It is imperative for all golfers to learn about the new ball flight laws. The new ball flight laws have taken place due to the fact that equipment technology has intensely developed. Golf balls go farther and golf clubs hit farther. Just to make this topic more understandable, I will not mention too many numbers except for the necessary information relevant to our topic.
The old ball flight laws, based on a right-hand club, say that the initial direction of the ball flight is dependent on the swing path. Ball flight starts left if the swing path is from outside-to-inside. The ball starts straight when swing path comes from inside-to straight-inside. And the ball starts to the right when the swing path passes from inside-to-outside. When the three different swing paths are combined with the three clubface positions, such as close, square and open, the three swing paths, multiplied by the three clubface positions, will equal to nine basic ball flights.
If the swing path passes from inside-to straight-inside, with a square clubface, it is said to create a straight ball flight. With the clubface closed, it will start straight with a slight curve to the left (straight draw). When clubface opens, it starts straight with a slight curve to the right (straight fade).
With an outside-to-inside swing path, when clubface is square, it goes straight left (pull). When clubface is closed, it starts left and curves more to the left (pull draw). When clubface opens, it starts to the left, curves to the right and ends at the target (pull fade).
A swing path that starts from inside-to-outside, with the clubface square, produces a straight right ball flight (push). With a closed clubface, it starts right, curves to the left and ends at target (push draw). When clubface is open, it also starts right and curves more to the right (push fade).

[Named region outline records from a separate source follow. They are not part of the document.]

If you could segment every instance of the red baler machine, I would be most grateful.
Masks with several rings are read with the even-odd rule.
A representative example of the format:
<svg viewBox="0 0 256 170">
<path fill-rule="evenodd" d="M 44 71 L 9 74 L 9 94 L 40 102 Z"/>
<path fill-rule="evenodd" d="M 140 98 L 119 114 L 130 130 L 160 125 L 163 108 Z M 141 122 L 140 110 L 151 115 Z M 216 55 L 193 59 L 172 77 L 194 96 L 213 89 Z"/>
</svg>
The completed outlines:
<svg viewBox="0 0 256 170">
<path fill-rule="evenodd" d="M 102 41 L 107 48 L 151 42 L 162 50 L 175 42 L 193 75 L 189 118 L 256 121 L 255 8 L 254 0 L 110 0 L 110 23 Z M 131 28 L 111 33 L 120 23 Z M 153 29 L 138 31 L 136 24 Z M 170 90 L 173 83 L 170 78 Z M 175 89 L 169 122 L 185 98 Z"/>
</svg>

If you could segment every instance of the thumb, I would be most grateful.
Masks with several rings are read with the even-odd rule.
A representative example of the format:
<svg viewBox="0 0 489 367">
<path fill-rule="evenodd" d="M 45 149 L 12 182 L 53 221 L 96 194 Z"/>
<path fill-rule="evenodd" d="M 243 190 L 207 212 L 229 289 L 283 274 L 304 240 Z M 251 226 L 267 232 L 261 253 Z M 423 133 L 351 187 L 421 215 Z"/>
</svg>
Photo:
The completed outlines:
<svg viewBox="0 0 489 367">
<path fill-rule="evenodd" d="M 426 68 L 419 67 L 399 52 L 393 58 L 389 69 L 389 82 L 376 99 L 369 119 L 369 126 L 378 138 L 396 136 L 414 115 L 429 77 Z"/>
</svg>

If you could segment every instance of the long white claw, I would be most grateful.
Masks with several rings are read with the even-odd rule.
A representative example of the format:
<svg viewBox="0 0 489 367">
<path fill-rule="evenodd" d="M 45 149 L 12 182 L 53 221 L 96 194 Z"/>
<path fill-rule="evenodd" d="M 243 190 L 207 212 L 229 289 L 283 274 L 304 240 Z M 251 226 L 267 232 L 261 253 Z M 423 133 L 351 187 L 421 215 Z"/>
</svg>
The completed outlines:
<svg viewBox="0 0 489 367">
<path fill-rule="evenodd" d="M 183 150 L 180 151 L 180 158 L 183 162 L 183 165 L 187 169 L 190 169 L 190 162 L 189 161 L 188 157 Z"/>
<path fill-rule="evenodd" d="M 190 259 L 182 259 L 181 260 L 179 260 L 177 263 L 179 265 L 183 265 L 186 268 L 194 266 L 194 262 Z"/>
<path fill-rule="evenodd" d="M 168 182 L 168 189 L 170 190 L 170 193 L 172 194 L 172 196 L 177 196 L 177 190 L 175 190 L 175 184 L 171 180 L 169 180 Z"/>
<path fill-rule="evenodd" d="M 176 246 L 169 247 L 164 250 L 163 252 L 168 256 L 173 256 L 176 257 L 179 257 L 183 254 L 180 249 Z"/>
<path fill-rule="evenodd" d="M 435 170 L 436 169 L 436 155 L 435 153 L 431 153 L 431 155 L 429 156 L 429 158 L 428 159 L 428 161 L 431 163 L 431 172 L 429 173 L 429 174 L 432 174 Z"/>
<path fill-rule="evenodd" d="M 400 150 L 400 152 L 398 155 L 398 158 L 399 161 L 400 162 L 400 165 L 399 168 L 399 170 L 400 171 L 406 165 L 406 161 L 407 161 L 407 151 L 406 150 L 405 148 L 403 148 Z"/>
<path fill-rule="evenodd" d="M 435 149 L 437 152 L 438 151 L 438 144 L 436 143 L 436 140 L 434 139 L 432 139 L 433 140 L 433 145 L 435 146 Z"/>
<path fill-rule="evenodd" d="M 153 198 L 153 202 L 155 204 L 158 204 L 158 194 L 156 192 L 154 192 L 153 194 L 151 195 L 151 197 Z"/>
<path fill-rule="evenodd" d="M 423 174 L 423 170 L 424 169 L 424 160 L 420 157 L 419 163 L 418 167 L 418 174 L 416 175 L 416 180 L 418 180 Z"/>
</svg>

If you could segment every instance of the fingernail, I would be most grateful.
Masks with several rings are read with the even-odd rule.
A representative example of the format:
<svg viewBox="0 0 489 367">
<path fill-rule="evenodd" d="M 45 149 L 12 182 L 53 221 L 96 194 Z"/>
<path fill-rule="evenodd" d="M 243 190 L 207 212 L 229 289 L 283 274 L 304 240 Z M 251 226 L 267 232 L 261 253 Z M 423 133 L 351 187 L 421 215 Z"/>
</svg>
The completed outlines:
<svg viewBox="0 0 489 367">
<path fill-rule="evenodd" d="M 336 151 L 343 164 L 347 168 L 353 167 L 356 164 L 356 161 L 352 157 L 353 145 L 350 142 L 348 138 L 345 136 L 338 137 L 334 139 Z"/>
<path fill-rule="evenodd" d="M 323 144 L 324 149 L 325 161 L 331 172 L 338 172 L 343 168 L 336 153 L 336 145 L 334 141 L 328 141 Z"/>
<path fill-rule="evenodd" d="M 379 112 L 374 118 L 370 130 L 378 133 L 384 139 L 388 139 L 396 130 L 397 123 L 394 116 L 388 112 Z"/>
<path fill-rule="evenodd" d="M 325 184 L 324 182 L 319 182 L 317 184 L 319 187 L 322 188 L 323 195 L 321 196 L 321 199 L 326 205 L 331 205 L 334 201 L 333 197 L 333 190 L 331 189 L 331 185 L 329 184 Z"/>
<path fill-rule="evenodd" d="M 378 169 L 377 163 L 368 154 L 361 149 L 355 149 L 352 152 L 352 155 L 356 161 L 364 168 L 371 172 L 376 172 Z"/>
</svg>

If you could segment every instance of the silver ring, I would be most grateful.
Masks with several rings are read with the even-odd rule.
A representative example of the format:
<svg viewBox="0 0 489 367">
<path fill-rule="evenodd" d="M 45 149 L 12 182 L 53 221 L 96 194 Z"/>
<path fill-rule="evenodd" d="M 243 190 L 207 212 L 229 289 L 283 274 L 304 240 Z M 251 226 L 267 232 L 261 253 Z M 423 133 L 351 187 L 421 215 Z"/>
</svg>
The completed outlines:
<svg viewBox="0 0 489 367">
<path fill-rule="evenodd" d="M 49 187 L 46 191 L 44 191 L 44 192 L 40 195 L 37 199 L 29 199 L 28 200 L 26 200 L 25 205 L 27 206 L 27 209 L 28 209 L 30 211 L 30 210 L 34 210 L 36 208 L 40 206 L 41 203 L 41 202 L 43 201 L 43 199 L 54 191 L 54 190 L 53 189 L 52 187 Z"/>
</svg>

The other two addition ball flights, a hook and a slice, are just the exaggerated versions of a push draw and a pull fade, consecutively. These make it a total of eleven ball flights.
The New Ball Flight Laws are actually simpler. The initial direction of the ball flight is in exact proportion to where the clubface points or faces. The effect of the clubface angle is 85% dominant. 15% is only relative to the swing path.
Therefore, if and when the swing path is correct (inside-to straight-inside), accompanied by a squared clubface, it will produce a straight shot. To generate a draw, the swing path must have a greater angle to the right, than where the clubface points. As an example, if the swing path is 10 degrees to the right of the ball-to-target-line, the clubface must point only 5 degrees to the right of the ball-to-target-line. A fade therefore, will be the exact opposite of a draw.
As a golf coach, I have applied the old ball flight laws for quite a long duration, just like so many other instructors, coaches and top players around the world. Because of what technology has done, the ball flight laws had to be re-written.
To conclude, hold or grip the club correctly to accomplish a squared or neutral position of the clubface to your intended target, at address position and upon impact. The recommended inside-to straight-inside swing path must come with this. Theoretically, these combinations will produce a straight ball flight. The straighter the flight, the more predictable it will be.